The response was overwhelming, both in fighting fires and the willingness to support the bereaved families. We have improved fire-fighting services in manpower, equipment and sense of volunteerism, but a fire in winter or wet months can be a challenge. The best yet is still being prepared and putting into action our plans if we have one.

Soon after the fire at Lungtenphu in Thimphu, everybody is double checking their vulnerability. This is good, but we forget it after the ashes settle. 

There are several measures taken by the government. However,  we seem to be able to do nothing about the obvious risks. Some are not subtle risks but blatant menaces that do not require great expertise to recognise. Like many policies, our approach to fire disasters are largely reactive.  

A preventive approach is still the best approach. The Lungtenphu fire could have spread to the Changjiji clustered housing colony. It did, but timely intervention prevented it from turning into a furnace. Did Changjiji located on the banks of Thimphu have a fire hydrant or hydrants?  The urban setting has changed. Given today’s trend the threat to towns could be more destructive than a forest fire.  

As urbanization spreads its wings, this threat deserves attention.

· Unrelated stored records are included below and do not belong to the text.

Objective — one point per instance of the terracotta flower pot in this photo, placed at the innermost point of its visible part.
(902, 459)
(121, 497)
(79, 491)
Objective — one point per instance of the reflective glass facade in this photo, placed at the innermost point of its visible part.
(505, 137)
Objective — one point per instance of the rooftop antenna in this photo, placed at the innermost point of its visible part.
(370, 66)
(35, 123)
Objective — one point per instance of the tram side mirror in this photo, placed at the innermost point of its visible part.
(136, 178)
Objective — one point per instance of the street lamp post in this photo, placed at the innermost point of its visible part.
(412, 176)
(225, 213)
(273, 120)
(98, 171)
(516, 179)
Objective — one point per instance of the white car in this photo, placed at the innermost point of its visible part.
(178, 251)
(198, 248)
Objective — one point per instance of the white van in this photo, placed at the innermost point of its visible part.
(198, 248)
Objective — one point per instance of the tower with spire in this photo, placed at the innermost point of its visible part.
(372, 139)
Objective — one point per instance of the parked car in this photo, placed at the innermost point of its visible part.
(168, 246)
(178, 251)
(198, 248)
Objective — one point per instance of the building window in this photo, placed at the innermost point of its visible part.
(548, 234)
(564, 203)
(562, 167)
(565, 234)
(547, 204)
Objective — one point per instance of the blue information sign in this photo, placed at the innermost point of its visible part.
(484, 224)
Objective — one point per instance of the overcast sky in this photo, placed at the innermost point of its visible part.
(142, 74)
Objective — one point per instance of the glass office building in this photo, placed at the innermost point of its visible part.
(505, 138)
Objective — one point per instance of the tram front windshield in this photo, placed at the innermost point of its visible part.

Our settlements are along the valleys where a river or stream flows by. What if a fire breaks out at the Olakha workshop area. There is a stream flowing by. Will we be able to use the stream or wait for fire trucks manoeuvering the busy Thimphu traffic? 

Everybody is talking about the recent fire incident, the latest being the Shengana case in Punakha. We cannot predict disasters, but we can prevent. To start with, we need a clear preventive plan. 

The Prime Minister who is in Germany, it was learnt, called local leaders to list down all the precautions and potential weak points that could trigger an accident. The list included checking  transformers in the locality, standardising miniature circuit breakers (MCB), replacing faulty or spurious quality wirings and safety measures. 

This is a good start. If fire is a threat, like the astrologer predicted, we need to know how to prevent it. Even talking about it is a good start.